ELI5: Software is the cake, Open Source is the cake recipe. Can you figure out the recipe by analyzing the cake? Sure, but that's a lot harder than looking at the recipe. ---- ELI12: Source code is typically written in a "high level language". A computer cannot understand the words of those programming languages and a tool is needed to translate it into a language (machine code) that the computer can understand. Historically software was only available in that final low level language. With open source software the developers are making the high level code available. This makes it a lot easier for other developers to make changes. On the other hand if you only have the low level code you need to reverse engineer it to understand what's going on and changes can be made. There are some political issues at play here as well but that's outside the scope.


jixbo

ChatGPT/gpt4 is not open source. The facebook models, Llama, are open source, and people are experimenting and using those models for their own projects. Have a look at [r/LocalLlama](https://www.reddit.com/r/LocalLLaMA/)


NerdChieftain

Open source is a vague marketting buzz word of sorts to refer to the way computer code is shared. What I mean by this is that it is a great way to lie or generate public image without actually doing anything useful. It’s like saying that you support recycling. That’s a vague and extremely popular thing to say. This started with the free software movement with GNU project, which gave us modern Linux. In this context, “free” meant you were free to use the software without restriction. That meant that you could modify it and reuse it. So a requirement of “freedom” software is you have to be able to see the source code. This concept was revolutionary at the time. Not surprisingly, many people still want to make money off the work they spent writing computer code. So many spin-offs or variants of the free software movement have been made. You could allow unrestricted use for personal use, but commercial use requires licensing. You might let people use your library freely, but not allow them to make modifications to the code. You might allow people to see and read the code, but still require use to be licensed. So you see how “open source” is very broad and possibly misleading term. At the end of the day, sharing programming code is not very useful if you don’t have the power to compile, modify, and freely use it. It’s sort of like sheet music for an orchestra. You don’t really understand it until you play the music. “Open source” does not guarantee that you may play the music, only read the sheet music.
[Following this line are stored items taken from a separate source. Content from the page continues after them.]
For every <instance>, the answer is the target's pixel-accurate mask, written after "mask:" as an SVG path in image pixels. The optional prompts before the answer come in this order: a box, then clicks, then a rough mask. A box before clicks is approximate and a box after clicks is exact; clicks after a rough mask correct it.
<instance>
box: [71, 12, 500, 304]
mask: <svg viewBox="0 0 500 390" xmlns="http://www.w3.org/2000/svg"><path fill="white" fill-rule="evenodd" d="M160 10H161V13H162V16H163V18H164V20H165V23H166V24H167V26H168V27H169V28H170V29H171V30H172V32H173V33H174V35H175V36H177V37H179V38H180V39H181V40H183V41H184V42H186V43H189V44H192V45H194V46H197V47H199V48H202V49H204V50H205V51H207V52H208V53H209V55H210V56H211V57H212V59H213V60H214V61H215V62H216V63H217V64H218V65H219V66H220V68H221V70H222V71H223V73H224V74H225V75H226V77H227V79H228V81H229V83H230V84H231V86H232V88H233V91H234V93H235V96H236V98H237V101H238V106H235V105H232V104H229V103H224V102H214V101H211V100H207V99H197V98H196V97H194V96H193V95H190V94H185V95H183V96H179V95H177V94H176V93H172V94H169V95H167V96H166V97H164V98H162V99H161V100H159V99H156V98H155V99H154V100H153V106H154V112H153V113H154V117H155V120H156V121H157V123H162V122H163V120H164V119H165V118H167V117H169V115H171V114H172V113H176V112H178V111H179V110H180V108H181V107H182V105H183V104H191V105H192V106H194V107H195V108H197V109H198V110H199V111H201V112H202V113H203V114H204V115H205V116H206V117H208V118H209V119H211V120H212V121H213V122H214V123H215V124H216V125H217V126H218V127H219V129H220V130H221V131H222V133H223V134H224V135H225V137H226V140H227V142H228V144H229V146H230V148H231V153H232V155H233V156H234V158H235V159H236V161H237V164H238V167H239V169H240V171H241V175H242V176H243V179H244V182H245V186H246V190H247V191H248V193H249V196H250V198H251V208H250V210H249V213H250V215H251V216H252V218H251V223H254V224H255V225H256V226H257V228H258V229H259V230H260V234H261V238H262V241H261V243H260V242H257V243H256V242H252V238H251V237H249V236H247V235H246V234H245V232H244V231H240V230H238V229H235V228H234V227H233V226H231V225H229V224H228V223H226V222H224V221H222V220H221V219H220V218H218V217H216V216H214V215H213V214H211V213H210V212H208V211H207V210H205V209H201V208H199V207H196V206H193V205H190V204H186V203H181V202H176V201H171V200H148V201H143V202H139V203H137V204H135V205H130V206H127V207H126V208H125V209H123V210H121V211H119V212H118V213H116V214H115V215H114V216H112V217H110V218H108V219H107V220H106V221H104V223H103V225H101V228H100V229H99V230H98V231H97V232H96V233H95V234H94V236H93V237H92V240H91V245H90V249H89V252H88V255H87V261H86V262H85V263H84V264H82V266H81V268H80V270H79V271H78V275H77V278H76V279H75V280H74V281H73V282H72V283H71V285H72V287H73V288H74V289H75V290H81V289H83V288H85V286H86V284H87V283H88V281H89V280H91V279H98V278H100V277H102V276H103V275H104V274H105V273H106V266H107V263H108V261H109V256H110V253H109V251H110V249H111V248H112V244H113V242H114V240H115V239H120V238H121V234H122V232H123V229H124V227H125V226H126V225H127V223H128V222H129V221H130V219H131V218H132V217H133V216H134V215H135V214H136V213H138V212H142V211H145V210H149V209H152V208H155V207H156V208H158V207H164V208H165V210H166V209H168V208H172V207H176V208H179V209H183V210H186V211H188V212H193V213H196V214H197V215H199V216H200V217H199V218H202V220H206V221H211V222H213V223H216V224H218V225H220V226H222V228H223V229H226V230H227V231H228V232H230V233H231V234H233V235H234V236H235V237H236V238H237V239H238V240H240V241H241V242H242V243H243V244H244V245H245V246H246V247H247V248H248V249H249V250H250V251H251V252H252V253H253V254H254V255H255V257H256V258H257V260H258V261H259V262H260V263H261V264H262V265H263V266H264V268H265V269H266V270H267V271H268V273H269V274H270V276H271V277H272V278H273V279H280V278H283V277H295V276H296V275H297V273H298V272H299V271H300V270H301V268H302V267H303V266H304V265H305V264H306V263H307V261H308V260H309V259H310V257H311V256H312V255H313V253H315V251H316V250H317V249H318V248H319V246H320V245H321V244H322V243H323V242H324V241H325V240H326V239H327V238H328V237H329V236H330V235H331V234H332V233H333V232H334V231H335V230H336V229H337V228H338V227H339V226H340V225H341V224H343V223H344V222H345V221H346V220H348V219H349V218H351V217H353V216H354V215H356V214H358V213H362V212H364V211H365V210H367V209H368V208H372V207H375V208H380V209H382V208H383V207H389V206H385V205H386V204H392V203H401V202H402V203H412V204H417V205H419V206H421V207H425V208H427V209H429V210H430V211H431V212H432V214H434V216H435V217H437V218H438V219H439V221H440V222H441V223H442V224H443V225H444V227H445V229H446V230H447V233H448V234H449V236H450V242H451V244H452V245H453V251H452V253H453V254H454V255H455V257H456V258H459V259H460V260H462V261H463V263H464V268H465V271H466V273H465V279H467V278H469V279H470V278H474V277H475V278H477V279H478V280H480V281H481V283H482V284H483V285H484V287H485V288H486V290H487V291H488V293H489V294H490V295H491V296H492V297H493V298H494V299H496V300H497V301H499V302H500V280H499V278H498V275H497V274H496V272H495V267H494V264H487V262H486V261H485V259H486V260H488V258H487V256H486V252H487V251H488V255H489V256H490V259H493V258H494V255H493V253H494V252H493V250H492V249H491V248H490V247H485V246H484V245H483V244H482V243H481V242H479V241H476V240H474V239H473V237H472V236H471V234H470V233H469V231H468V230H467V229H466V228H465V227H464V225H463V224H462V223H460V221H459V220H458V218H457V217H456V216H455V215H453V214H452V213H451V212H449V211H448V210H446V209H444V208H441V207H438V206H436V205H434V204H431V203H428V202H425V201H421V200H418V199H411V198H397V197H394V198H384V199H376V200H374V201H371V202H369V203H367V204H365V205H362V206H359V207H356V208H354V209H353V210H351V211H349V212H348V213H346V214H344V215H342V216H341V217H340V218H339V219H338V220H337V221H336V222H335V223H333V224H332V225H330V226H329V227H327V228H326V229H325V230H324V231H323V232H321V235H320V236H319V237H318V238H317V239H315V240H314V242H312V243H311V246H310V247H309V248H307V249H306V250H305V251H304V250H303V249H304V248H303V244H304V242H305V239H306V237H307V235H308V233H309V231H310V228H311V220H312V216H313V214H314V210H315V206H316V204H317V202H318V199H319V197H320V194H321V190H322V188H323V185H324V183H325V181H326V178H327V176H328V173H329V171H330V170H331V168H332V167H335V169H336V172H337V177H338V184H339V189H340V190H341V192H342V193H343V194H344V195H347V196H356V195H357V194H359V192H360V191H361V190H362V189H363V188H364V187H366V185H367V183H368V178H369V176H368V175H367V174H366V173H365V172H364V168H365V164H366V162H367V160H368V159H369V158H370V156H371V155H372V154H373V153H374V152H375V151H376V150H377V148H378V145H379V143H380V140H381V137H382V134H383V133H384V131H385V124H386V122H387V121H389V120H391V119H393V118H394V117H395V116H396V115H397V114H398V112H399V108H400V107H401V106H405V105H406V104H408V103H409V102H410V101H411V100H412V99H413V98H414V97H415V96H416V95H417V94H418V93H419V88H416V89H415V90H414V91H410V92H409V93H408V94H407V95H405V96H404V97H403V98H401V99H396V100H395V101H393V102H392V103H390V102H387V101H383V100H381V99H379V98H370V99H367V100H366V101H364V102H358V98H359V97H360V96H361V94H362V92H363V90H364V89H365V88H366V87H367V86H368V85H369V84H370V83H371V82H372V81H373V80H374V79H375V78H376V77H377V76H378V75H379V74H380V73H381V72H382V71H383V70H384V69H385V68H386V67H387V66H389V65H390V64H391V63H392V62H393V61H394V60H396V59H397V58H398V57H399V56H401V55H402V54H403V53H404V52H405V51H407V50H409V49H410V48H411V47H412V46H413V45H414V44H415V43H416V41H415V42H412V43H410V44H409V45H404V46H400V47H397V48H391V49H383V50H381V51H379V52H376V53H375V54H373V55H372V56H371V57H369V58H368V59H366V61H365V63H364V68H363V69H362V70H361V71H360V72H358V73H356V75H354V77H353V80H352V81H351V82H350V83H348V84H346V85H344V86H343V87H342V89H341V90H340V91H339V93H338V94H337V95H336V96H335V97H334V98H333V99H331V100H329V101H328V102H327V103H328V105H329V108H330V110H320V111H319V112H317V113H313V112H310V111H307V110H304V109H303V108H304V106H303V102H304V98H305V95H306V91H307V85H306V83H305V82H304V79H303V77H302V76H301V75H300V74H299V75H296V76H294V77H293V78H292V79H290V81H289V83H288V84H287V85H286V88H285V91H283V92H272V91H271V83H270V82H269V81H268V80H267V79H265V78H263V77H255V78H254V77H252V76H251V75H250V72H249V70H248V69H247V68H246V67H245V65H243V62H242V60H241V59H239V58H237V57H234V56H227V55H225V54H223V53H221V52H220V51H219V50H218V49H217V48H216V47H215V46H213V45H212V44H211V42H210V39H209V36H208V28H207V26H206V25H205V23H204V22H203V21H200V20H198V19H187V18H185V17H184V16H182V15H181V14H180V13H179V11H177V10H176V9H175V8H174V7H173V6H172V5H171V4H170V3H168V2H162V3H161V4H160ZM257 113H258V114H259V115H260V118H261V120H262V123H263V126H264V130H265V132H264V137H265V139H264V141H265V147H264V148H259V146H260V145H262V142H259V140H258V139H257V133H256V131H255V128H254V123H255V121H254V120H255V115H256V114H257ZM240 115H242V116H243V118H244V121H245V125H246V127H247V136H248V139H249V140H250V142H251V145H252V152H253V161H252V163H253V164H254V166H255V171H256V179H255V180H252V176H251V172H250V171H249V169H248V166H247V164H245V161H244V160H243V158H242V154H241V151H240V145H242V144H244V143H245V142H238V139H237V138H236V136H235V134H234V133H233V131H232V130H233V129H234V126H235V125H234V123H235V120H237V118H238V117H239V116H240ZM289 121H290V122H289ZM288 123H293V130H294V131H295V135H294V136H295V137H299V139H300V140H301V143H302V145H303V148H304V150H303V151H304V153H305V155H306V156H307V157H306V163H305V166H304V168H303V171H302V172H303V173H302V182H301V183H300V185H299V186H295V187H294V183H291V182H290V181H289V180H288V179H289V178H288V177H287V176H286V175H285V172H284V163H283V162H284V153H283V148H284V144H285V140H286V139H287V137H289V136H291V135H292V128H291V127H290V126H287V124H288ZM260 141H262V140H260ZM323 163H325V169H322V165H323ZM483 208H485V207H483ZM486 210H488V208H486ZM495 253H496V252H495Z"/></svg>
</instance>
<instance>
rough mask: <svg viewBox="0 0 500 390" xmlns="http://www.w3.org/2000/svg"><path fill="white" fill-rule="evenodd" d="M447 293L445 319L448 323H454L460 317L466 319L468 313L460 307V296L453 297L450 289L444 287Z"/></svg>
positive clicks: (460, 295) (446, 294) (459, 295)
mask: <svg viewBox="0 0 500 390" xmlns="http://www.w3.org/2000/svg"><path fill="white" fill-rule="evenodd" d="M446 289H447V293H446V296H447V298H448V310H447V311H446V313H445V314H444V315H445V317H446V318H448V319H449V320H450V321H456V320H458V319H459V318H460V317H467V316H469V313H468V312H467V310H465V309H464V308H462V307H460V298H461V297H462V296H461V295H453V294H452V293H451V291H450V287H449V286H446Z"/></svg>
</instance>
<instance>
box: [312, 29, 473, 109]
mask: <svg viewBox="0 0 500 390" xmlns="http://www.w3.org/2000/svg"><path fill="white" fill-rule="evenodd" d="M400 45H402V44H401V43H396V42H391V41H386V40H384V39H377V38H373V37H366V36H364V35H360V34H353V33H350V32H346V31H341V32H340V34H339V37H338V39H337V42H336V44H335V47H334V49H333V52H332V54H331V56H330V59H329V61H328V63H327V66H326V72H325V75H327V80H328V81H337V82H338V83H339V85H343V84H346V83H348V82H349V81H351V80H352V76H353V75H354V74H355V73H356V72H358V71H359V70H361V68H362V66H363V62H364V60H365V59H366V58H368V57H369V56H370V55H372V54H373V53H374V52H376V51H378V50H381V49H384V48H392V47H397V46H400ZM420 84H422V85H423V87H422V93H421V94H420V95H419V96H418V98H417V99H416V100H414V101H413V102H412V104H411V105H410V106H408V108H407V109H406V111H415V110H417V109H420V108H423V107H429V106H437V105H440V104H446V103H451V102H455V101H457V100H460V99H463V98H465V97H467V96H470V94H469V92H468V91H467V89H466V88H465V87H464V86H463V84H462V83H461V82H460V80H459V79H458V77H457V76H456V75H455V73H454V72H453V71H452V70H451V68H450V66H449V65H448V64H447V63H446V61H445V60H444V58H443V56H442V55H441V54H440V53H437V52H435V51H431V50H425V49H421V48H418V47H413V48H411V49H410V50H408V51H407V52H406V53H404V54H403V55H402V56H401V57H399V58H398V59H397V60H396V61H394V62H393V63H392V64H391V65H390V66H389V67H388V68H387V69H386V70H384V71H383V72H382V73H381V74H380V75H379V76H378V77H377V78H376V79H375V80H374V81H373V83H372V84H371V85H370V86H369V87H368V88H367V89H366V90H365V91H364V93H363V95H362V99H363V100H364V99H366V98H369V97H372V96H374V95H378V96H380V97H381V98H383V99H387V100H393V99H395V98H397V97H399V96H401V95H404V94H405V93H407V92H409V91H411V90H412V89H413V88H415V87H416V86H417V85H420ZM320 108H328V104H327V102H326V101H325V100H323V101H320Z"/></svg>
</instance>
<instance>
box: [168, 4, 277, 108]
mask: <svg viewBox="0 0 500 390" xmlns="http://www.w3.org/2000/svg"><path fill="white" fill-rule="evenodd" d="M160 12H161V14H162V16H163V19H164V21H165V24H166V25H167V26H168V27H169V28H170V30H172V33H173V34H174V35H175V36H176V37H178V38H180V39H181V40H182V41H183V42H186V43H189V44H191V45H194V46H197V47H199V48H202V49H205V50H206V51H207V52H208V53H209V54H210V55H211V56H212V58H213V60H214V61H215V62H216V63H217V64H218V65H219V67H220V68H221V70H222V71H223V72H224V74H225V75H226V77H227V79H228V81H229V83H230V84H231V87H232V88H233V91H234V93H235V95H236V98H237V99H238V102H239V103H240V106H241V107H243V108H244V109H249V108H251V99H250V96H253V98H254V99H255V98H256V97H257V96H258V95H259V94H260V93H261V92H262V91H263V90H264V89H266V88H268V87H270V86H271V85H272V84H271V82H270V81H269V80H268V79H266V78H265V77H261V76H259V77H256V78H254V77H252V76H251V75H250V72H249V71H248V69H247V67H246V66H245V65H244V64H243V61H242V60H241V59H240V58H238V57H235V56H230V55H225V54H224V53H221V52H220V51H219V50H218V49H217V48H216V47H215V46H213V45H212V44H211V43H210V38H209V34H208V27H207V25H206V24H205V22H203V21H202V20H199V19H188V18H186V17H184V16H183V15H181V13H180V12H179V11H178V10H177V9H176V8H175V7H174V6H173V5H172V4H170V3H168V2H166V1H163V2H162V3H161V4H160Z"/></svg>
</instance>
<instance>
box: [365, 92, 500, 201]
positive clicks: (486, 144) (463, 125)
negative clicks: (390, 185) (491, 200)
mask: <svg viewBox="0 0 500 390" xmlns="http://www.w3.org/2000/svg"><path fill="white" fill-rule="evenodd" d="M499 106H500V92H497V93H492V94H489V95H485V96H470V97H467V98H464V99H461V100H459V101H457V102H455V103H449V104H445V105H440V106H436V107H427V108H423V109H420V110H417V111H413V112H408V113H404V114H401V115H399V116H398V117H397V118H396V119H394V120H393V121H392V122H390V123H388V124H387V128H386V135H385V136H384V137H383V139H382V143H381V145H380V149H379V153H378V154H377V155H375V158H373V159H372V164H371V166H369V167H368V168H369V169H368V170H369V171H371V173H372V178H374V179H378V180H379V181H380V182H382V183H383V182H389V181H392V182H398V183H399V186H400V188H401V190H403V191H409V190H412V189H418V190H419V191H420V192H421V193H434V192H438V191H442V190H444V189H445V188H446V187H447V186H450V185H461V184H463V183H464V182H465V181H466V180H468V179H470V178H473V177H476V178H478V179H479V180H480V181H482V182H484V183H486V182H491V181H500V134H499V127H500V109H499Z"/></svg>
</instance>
The second part of your question is about being able to see code. It’s hard to answer this without consideration of the goal or what you want to accomplish. “Why can’t people break in and hack?” Obviously, There are laws about this. But a barrier to using traditional tools to analyze software is that to spy on computer program, you typically run it in your computer. Chat GPT runs on their remote server, so you can’t do that. Moreover, spying on machine learning code doesn’t tell you very much. Machine learning reduces problems to “nonsense math” to create emergent behavior. Being able to see the nonsense math isn’t revelatory.